Прошло несколько недель.

Как продвигается расследование этого дела в «том ведомстве», Андерсу интересоваться не полагалось.

В пятницу вечером вся его семья уселась за привычным ужином.

Вдруг раздался телефонный звонок: это была Бригита.

– Включи «Третий Независимый»!

На телеэкране Мод, одетый в свою фирменную фиолетовую майку, что-то рассказывал журналистам.

Андерс бросил все дела, уселся в кресло и включил телевизор на полную громкость.

В отличие от большинства телезрителей, они с Бригитой были немного «в курсе».

Этот «Смельчак», похоже, окончательно разочаровался в действиях даже этой всесильной спецслужбы и решил начать собственное расследование.

В его деле добавлялись новые подробности, и он показывал новые фотографии.

На первой был Конрад, про которого Инга говорила:

– У него белая кожа, и ещё родинка на правой ноге.

Это был судья второго по величине города страны, вполне порядочный семьянин.

Именно он чаще всего председательствовал при вынесении приговоров в «резонансных делах».

Решения, которые он выносил, иногда поражали: при наличии всех отягчающих обстоятельств убийца трёх человек получал пять лет тюрьмы условно, а мелкий клерк, воспитывающий троих детей, постоянный должник банка за ипотеку, за кражу тысячи евро из кассы своей фирмы получал «реальную десятку».

На вопросы журналистов, чем он руководствовался при принятии того или иного решения, судья лаконично отвечал:

– Своей совестью и именем Господа Бога!

Ни одно из его решений, в конце концов, так и не было отменено вышестоящими инстанциями.

В среде судей даже ходила пословица: «Как сказал Конрад, так сказал Бог!»

На второй фотографии было лицо довольно известного бизнесмена, который постоянно лез в политику.

У него было очень мало шансов выдвинуться на этом поприще: толстый и некрасивый, он не обладал ни острым умом, ни красноречием, ни ядовитым языком.
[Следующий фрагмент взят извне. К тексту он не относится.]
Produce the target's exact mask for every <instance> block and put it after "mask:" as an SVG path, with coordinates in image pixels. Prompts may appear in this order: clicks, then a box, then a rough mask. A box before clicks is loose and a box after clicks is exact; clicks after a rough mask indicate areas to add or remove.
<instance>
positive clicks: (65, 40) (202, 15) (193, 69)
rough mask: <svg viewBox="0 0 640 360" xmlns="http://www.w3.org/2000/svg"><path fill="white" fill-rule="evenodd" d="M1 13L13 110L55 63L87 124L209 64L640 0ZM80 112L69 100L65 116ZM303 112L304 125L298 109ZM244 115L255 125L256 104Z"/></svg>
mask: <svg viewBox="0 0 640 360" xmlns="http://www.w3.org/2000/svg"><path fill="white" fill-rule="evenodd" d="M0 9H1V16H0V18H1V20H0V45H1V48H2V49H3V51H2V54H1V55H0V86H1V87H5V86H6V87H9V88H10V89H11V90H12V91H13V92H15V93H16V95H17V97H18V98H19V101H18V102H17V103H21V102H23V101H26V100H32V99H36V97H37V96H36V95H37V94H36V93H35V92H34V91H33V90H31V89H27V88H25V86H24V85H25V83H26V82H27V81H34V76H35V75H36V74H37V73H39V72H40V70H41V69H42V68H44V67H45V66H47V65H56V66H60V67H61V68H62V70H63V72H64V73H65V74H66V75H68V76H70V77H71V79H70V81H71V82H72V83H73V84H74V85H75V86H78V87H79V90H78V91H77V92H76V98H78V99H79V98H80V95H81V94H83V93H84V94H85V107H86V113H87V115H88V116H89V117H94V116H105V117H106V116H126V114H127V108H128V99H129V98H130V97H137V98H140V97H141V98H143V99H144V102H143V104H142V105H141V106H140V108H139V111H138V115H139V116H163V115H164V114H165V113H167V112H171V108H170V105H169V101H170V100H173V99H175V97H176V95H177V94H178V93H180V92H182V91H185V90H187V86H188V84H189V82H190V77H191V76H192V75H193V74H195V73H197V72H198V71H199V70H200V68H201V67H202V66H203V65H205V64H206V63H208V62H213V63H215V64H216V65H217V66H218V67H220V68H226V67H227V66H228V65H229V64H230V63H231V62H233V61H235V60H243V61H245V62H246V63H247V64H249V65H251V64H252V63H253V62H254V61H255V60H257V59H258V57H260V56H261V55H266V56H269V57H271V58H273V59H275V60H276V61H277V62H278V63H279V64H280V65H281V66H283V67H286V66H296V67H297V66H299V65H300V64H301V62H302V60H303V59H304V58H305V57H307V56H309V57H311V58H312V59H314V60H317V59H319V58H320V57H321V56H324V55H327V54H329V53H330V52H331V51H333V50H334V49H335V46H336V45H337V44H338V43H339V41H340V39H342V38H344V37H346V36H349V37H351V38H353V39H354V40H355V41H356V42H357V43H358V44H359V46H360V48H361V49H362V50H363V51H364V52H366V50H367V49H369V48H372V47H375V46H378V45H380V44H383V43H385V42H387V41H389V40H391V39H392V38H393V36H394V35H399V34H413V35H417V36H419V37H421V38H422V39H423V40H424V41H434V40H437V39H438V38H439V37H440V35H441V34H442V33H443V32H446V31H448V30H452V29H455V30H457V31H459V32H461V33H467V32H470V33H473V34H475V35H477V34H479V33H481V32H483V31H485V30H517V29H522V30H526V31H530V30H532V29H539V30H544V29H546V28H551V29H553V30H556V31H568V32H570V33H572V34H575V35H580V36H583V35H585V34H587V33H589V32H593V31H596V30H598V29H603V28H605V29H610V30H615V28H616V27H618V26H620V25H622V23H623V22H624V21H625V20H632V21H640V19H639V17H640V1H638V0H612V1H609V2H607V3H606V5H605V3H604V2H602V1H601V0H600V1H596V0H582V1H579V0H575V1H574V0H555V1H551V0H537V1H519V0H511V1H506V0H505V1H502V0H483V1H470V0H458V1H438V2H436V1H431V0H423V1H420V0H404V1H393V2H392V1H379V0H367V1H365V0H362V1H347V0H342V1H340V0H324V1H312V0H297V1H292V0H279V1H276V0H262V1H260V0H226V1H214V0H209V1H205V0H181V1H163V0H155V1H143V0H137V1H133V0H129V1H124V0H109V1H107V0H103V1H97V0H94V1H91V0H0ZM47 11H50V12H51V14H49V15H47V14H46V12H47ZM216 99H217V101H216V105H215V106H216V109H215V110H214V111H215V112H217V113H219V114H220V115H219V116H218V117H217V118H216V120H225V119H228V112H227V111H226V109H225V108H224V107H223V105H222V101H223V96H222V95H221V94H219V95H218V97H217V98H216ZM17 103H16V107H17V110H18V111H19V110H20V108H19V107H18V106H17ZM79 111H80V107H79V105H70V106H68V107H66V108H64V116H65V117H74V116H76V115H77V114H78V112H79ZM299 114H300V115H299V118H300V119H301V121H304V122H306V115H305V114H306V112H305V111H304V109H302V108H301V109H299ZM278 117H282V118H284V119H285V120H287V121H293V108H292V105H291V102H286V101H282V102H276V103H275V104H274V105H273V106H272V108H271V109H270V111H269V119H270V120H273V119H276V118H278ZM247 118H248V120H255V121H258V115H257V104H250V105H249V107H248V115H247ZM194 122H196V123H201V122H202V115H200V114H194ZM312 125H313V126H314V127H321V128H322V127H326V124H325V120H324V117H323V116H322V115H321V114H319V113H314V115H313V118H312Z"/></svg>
Вдобавок, у него была куча и других недостатков, вроде шмыганья носом и почёсывания уха прямо перед камерой.

Его уже трижды «прокатили» на выборах, и поэтому он решил остаться на вторых ролях, ожидая будующего триумфа.

Но у него водились неплохие деньги, и ради рекламы он финансировал многие общественные мероприятия.

Поэтому одна из политических партий решила включить его в свой «президиум», поставив ему одно условие: избегать публичных дискуссий и интервью.

Звали того политика Александром.

* * *

Ситуация вокруг Мода и его дочки казалась Петерсену неприятной, но не такой уж страшной историей: всё-таки это не убийство с последующим расчленением тела жертвы.

Он на самом деле надеялся, что все подразделения власти, к которым относился и он лично, примут правильные решения.

«Наша Фемида нетороплива, но она неумолима!» – так часто говорил его прямой начальник.

Но понемногу эта история интересовала его всё более, и более.

Теперь он понимал, почему это дело отобрали у Бригиты: в нём фигурировали, как минимум, три важные персоны.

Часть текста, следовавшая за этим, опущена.